Comptroller to review four school districts affected by new Toyota plant
Texas Comptroller Carole Keeton Strayhorn announced in September that she will conduct Texas School Performance Reviews of four Bexar County Independent School Districts (ISDs) that will be affected by a new Toyota plant, beginning with a review of Southwest ISD in fall 2003, followed by reviews of Southside, Somerset and East Central ISDs in 2004.
Strayhorn selected these districts for review because of the significant impact the new Toyota plant could have on the districts' growth rates, property values, student populations and overall educational deliveries.
"I believe that a school performance review can help the districts' administrations meet the expectations of their new neighbor, reduce the growing pains during transition, improve the quality of education and help to ensure an ever brighter future for the children of Southwest, Southside, Somerset and East Central ISDs," Strayhorn said.
Construction on San Antonio's new Toyota plant is scheduled to begin October 17, 2003.
Comptroller distributes $306 million in sales tax rebates
Texas Comptroller Carole Keeton Strayhorn delivered $306 million in monthly sales tax payments to Texas cities, counties, transit departments and special-purpose taxing districts in September 2003.

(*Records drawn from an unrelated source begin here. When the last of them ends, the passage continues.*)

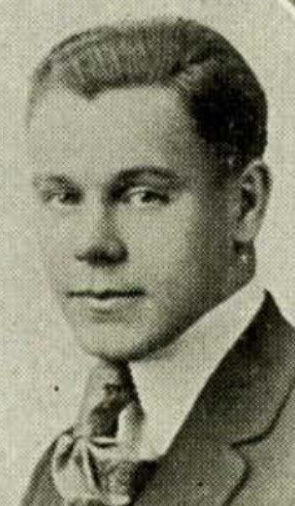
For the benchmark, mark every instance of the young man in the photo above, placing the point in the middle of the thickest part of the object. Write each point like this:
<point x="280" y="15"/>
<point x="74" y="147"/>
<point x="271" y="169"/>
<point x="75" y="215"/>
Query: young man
<point x="147" y="146"/>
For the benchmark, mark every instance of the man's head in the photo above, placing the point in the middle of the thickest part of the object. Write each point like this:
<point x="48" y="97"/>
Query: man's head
<point x="146" y="142"/>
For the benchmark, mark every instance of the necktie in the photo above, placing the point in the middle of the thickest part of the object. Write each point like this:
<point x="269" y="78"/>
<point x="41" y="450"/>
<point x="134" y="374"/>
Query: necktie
<point x="96" y="461"/>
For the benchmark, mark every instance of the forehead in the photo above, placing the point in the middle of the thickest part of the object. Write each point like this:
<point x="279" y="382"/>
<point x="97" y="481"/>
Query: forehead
<point x="119" y="129"/>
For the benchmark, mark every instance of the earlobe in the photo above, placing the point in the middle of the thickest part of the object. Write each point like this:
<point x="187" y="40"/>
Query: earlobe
<point x="254" y="188"/>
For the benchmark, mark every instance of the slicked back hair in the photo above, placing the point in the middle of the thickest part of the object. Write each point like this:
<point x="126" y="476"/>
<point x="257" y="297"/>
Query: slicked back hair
<point x="220" y="91"/>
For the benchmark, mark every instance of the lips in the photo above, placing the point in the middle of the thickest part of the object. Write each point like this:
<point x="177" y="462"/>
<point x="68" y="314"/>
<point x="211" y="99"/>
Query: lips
<point x="107" y="293"/>
<point x="108" y="301"/>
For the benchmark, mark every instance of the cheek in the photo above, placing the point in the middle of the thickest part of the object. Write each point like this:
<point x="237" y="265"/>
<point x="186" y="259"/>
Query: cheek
<point x="55" y="244"/>
<point x="167" y="242"/>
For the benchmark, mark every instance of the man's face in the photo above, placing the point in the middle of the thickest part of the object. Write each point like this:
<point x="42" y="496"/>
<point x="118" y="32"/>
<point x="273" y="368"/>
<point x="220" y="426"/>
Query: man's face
<point x="133" y="228"/>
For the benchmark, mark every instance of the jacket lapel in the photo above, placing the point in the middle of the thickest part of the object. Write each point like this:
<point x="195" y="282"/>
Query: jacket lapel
<point x="238" y="405"/>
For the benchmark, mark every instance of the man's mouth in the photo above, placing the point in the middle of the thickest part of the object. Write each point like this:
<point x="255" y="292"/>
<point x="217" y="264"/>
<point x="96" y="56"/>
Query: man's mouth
<point x="107" y="299"/>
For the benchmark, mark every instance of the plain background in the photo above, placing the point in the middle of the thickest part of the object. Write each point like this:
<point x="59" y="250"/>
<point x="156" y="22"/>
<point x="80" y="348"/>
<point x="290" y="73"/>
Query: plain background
<point x="42" y="373"/>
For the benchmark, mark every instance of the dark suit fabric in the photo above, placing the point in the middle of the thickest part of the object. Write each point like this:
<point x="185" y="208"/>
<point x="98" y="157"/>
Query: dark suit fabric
<point x="237" y="446"/>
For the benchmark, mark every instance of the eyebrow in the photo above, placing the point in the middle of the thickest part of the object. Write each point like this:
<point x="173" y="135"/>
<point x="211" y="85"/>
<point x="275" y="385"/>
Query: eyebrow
<point x="122" y="178"/>
<point x="132" y="175"/>
<point x="59" y="179"/>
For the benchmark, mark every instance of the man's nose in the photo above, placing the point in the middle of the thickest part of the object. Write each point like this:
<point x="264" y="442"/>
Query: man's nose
<point x="101" y="244"/>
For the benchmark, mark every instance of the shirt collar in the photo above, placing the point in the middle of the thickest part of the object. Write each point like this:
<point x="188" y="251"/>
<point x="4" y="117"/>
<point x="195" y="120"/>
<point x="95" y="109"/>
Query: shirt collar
<point x="169" y="381"/>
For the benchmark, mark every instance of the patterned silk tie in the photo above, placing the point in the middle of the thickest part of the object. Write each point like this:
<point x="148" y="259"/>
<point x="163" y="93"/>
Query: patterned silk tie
<point x="96" y="463"/>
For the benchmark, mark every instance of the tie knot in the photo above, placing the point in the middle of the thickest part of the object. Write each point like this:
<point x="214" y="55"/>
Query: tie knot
<point x="108" y="392"/>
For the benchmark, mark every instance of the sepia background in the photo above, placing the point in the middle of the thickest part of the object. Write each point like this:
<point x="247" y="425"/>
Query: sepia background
<point x="42" y="373"/>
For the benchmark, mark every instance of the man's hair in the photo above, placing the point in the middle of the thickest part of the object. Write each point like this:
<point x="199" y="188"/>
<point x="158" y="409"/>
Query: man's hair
<point x="220" y="91"/>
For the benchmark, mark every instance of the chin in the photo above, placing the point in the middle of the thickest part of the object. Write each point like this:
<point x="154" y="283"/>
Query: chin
<point x="115" y="346"/>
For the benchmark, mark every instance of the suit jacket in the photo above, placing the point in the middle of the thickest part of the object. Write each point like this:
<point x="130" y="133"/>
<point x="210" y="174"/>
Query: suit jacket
<point x="237" y="446"/>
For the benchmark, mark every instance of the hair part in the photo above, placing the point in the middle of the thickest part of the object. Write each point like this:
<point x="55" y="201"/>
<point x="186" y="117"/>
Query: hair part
<point x="222" y="94"/>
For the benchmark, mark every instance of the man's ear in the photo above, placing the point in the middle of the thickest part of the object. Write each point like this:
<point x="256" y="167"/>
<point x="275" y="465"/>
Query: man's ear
<point x="253" y="187"/>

Strayhorn sent sales tax rebates of $208.9 million to Texas cities, $18.4 million to Texas counties, $8 million to special-purpose taxing districts and $70.5 million to Texas' six metropolitan transit authorities and two city transit systems.
September's sales tax rebates include local sales taxes collected in July and reported to the Comptroller in August. September sales tax rebates were up 1 percent compared with September 2002, but the state's share of sales tax reported in August was $1.32 billion, down 0.5 percent compared with the same period last year.
Strayhorn identifies $1.8 million in potential savings for Llano ISD
Texas Comptroller Carole Keeton Strayhorn released a comprehensive Texas School Performance Review (TSPR) of Llano Independent School District (LISD) in August outlining 67 recommendations that include nearly $1.8 million in gross savings over the next five years.
"Llano ISD is doing a good job academically--rated by the Texas Education Agency as a Recognized district in each of the last five years--but financially, controversies and allegations of wrongdoing have negatively impacted the district's stability and integrity," Strayhorn said. "Although some improvements have been made, I want to ensure the district continues to make progress toward fulfilling and maintaining its primary mission--to educate students and keep them safe."
The full text of the Llano ISD performance review can be found on the Comptroller's Web site at www.window.state.tx.us/tspr/llano/.
Texas receives highest ratings
Texas has received the highest possible ratings from New York's top rating firms for the state's short-term notes. Standard & Poor's, Moody's and Fitch Ratings analysts gave Texas' Series 2003 Tax and Revenue Anticipation Notes their highest ratings, SP1+, MIG1 and F1+, respectively.
High bond ratings mean lower interest rates for short-term notes sold every year. That translates to millions of dollars saved in decreased debt service costs for Texans.
"The money from the sale of these notes helps the schoolchildren of Texas," Strayhorn said. "By helping fund Texas school districts at the beginning of the school year, the note sale makes it possible to avoid strapping the districts for cash until tax payments come in."